Et tout à coup, la productivité a disparu

Depuis la première fois depuis 30 ans, une baisse de la productivité a été observée par des chiffres américains. Il y a de quoi s’inquiéter car cela indique que nous devrons travailler davantage pour simplement rester au même niveau de prospérité

C’est l’énigme économique du moment. Alors que rien ne nous préparait à cela, des chiffres américains ont montré une baisse de la productivité, une première depuis 30 ans. C’est vrai dans tous les grands pays et aussi en Suisse. Il y a de quoi s’inquiéter car cela indique que nous devrons travailler davantage pour simplement rester au même niveau de prospérité. Nous sommes toujours plus éduqués, les investissements dans les outils de production s’avèrent considérables mais il y a une évaporation de l’efficacité et personne ne parvient vraiment à comprendre pourquoi.

Nous sommes devenus une société en grande partie basée sur la science et la technologie. Alors que les débats politiques passionnaient les générations tant qu’il y avait une polarisation entre capitalisme et communisme, le tout économique a ensuite pris le dessus avec l’espoir que le libéralisme en devenant global – et en se dénommant mondialisation – réglerait la plupart des problèmes. Pas si simple.

Depuis une quinzaine d’années, l’innovation, l’entreprenariat et l’espoir suscité par la technologie appliqué à tous les domaines ont pris le relais comme thèmes dominants dans la conversation planétaire. Là où politique et économie avaient échoué, la foi dans un futur basé sur la science rendrait le monde meilleur, cette fois c’était sûr. Encore raté. Nous avons libéré de leurs chaînes de nombreux secteurs économiques à coup de digitalisation mais la magie du progrès n’opère plus.

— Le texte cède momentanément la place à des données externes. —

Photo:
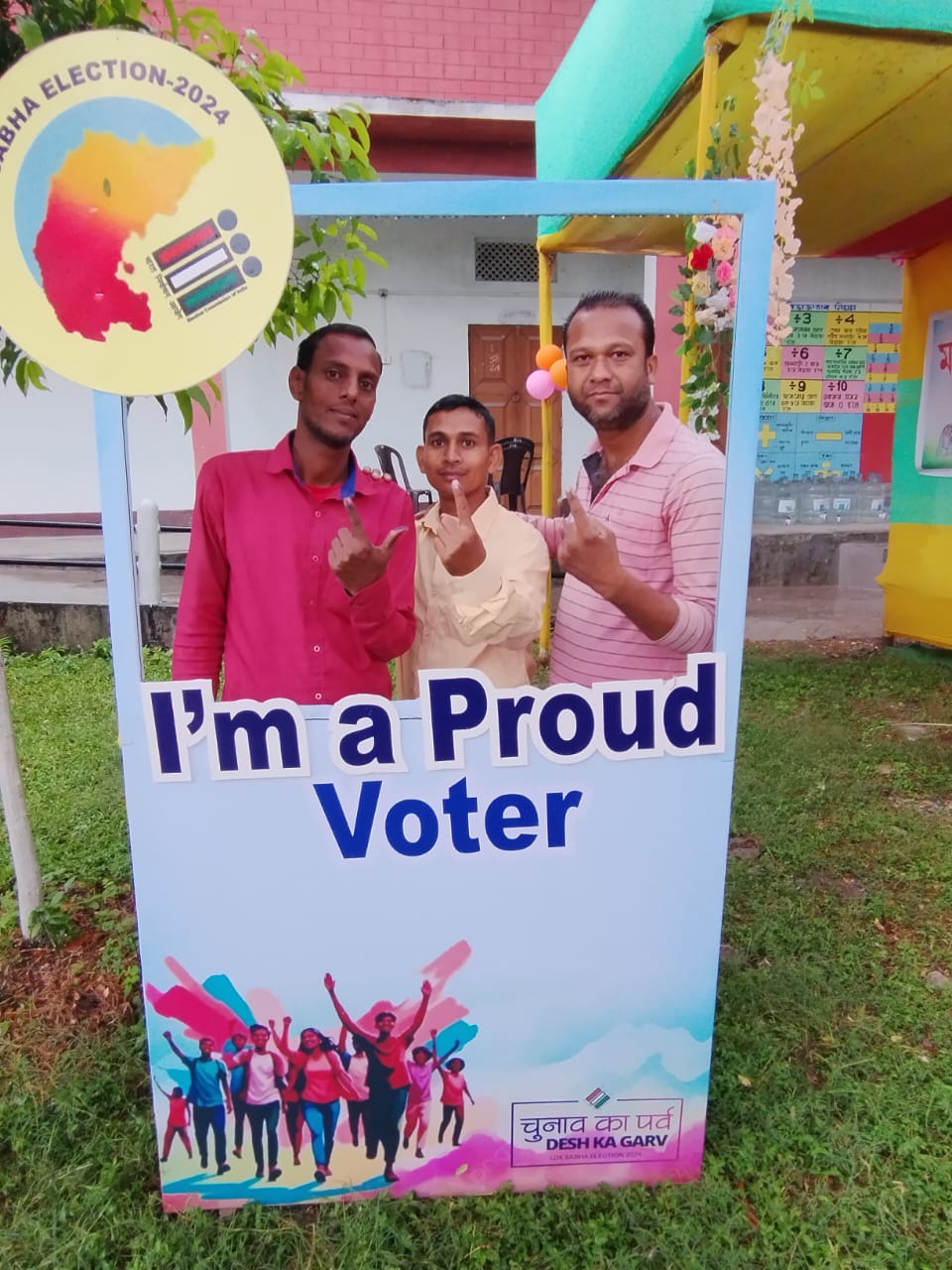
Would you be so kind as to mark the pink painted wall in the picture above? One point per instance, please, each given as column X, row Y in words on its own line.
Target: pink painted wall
column 471, row 50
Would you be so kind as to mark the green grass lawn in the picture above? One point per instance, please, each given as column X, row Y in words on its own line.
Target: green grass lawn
column 830, row 1116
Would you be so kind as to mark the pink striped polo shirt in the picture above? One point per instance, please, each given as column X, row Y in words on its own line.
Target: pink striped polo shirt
column 664, row 507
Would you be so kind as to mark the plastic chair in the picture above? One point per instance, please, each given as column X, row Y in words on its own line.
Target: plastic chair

Les gains de productivité signifient tout simplement une amélioration du niveau de vie. Et quand ils sont absents, les salaires se retrouvent sous pression, fragilisant travailleurs et groupes sociaux les plus faibles et obscurcissant les perspectives de la classe moyenne. Inégalités croissantes et tentations populistes dans les urnes sont les premières conséquences que nous ressentons déjà. Quant aux Etats endettés, ils ne peuvent plus redistribuer les fruits de la croissance.

Selon l’OCDE, le phénomène a débuté avant la crise de 2008 et il expliquerait en grande partie la croissance molle actuelle. L’institution propose un choc de compétitivité pour remédier à ce mal en donnant les conditions aux entreprises d’investir et en limitant l’action de l’Etat à ses fonctions régaliennes avec, en tête, le soutien aux enfants.

Le débat est politiquement trop explosif pour être clairement posé sur la table mais c’est bel et bien d’un nouvel apport de population dont les pays avancés ont besoin. UBS a ainsi calculé que ces dix prochaines années 1 million de personnes prendront leur retraite en Suisse mais que seulement 500 000 rentreront sur le marché du travail. Ce ne sont pas les robots qui feront repartir la machine mais des bras venus d’ailleurs.